Portrait de femme et d'homme. coll. priv. © Finarte Rome
Tout récemment encore, on constatait l’influence du Français dans deux portraits en pendant, typiques de l’art génois des années 1700[5]. L’homme, sans doute de la main de Vaymer, est vu en buste, armé, tourné vers la droite, tendant un bras vers l’extérieur du tableau selon une attitude dont Rigaud fixe le prototype dans ses répertoires d'attitudes cuirassées [P.650 & P.651]. Son épouse, très probablement peinte par le Mulinaretto, est vue de face, le regard mutin, empruntant l’ensemble d’un vocabulaire renvoyant notamment à deux œuvres célèbres de Rigaud en Italie : le portrait de madame de La Ravoye [P.796] et celui de madame Pecoil [*PC.709]. Le ceinturon et sa boucle sont d’ailleurs tout à fait symptomatiques, de même que le traitement des doigts à l’imitation confondante de ceux du Catalan.
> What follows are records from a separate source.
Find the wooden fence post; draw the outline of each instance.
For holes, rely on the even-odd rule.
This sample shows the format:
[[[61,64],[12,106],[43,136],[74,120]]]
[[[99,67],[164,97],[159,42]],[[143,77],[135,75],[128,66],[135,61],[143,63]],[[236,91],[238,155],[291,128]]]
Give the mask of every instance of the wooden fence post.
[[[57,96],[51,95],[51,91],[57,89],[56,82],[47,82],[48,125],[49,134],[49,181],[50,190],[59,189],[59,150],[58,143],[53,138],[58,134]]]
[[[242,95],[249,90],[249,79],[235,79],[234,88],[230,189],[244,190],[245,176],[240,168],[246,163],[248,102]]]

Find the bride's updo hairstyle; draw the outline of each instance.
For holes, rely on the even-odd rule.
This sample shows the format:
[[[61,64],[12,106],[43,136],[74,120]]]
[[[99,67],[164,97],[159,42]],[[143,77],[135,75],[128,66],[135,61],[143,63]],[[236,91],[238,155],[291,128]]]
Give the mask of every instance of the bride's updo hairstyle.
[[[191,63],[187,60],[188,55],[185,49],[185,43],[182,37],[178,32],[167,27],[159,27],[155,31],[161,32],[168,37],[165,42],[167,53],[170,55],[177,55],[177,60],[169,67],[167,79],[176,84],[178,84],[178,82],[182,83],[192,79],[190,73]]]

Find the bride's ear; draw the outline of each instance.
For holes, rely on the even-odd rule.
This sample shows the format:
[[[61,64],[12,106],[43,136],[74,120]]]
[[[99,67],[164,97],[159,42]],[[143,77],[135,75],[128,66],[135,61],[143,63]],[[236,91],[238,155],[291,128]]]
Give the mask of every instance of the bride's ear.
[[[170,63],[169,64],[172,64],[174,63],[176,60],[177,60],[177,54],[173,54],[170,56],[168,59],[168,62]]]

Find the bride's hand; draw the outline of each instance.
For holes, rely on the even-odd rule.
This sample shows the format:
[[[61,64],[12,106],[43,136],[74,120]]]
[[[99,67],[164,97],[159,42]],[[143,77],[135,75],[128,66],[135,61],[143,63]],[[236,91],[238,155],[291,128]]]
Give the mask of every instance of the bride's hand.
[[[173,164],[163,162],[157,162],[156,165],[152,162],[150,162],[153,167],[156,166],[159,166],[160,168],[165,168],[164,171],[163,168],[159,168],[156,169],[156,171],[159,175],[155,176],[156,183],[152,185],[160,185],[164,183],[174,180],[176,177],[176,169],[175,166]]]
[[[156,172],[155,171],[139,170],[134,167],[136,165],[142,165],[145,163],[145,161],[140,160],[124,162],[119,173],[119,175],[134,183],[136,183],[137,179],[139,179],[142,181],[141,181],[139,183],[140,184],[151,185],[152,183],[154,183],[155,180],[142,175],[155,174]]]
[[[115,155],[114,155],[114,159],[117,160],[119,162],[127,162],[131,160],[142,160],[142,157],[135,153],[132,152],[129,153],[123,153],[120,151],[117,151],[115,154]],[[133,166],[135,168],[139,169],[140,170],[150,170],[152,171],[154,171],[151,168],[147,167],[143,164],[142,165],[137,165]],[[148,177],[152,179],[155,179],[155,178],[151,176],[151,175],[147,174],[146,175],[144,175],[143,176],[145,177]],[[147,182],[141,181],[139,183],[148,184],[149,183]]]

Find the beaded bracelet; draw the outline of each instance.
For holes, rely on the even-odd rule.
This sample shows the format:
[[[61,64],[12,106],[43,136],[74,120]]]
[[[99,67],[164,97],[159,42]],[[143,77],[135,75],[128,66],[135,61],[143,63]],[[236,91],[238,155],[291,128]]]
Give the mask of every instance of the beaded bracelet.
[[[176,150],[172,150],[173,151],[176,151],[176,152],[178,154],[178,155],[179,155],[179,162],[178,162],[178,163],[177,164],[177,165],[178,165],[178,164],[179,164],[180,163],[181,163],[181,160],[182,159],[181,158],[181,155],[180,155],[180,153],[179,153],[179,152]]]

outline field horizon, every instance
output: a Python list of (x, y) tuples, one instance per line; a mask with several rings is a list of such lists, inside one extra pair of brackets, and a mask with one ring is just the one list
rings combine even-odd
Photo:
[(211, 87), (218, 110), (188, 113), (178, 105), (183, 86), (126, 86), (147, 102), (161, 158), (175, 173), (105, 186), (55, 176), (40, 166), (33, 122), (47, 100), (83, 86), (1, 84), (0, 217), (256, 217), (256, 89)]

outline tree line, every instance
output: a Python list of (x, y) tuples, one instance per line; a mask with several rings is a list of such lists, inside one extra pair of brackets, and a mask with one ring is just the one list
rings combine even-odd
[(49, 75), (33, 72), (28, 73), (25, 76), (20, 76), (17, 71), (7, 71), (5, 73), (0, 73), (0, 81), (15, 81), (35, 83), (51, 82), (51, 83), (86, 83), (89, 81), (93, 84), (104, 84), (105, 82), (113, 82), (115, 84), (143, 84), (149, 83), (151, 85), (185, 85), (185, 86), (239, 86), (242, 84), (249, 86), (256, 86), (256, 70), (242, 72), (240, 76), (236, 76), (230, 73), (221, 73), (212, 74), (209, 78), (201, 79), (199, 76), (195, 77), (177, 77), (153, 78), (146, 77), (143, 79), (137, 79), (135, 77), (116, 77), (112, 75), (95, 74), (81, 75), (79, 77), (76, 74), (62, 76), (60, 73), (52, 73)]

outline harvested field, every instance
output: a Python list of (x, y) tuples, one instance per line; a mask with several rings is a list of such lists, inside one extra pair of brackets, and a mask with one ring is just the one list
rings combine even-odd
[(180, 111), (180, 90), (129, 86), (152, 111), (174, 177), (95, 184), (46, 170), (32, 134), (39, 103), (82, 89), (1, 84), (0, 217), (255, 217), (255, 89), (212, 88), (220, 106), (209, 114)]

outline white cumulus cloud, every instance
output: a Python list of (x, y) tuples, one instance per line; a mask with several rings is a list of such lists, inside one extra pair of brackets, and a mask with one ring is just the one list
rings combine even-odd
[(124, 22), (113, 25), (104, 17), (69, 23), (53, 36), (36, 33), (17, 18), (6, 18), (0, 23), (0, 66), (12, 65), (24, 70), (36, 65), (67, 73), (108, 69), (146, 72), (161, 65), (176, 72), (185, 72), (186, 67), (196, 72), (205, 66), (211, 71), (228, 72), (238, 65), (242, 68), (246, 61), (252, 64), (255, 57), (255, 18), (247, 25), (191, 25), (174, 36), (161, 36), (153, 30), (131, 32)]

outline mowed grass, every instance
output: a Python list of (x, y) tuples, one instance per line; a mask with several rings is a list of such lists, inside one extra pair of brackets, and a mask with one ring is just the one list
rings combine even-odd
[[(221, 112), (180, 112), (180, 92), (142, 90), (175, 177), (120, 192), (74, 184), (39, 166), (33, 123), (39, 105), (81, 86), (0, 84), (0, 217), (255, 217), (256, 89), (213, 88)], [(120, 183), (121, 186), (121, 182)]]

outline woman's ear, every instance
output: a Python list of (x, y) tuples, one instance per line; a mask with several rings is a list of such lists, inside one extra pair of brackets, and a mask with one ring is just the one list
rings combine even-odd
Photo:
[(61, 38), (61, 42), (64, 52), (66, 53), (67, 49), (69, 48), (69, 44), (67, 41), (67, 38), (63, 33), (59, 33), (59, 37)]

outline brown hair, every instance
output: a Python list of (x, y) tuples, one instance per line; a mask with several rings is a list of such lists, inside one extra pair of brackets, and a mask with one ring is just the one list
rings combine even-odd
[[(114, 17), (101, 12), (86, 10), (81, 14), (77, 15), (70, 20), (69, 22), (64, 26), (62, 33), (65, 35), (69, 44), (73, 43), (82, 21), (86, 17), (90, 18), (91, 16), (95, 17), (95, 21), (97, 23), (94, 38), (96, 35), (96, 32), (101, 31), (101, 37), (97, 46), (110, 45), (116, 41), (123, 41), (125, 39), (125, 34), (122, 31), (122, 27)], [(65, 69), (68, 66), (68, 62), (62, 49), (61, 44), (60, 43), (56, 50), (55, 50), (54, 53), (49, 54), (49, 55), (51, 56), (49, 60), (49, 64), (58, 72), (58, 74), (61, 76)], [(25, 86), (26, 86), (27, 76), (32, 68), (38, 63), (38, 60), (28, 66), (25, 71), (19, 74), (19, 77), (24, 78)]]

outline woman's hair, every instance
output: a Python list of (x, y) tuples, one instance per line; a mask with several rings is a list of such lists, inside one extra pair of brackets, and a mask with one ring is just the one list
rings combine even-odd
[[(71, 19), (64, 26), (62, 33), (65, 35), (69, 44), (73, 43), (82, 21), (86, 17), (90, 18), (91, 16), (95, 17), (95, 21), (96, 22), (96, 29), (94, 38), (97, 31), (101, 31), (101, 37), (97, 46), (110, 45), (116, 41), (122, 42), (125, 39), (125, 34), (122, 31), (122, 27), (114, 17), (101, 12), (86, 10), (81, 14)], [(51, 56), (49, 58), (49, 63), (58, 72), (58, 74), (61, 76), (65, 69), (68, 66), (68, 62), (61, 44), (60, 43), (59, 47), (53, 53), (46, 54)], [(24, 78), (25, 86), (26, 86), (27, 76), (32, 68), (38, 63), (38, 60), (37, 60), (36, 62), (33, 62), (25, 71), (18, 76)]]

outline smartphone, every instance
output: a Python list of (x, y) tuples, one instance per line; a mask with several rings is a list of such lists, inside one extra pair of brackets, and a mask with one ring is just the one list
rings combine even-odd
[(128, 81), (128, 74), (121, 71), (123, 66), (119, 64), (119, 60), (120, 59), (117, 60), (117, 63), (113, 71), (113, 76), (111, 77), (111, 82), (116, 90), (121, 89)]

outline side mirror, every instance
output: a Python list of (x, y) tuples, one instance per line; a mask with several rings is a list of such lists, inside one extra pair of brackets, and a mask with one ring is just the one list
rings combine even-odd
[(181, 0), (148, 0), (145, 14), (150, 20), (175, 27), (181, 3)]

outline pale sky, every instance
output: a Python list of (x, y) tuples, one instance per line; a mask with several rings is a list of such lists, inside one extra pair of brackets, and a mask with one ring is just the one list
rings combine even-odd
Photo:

On peut en voir de similaires dans un Ange de l’Annonciation dont la facture lisse et glacée, renvoie, selon nous, beaucoup plus sûrement au Mulinaretto ou à son aréopage qu’à Rigaud[6]. Le drapé sommaire, le raccourci peu élégant du visage écartent également ce tableau de la perfection habituelle du dessin dont faisait preuve le Catalan.
[1] Voir Rosenberg & Mandrella, 2005, p. 164-171.
[2] Sanguineti, 2000, p. 24-30.
[3] Huile sur toile, H. 149 ; L. 118. Coll. part. (Vte Milan, Poro casa d’Aste, 14 mai 2008, lot. 237). Le tableau fut attribué au Mulinaretto par Sanguineti dès 2001.
[4] James-Sarazin, 2003/2, p. 210-211, fig. 8.
[5] Vente Rome, Finarte, 16 octobre 2007, lots 527a & 527b.
[6]Huile sur toile, H. 57 ; L. 46,5. Vente Paris, Tajan, 19 octobre 2007, lot 76. Ancienne attribution dans le catalogue à Sassoferrato puis à Louis de Boulogne (1654-1733). Pour l’attribution à Rigaud voir James-Sarazin, 2009/2, p. 53 [sans référence à la vente Tajan].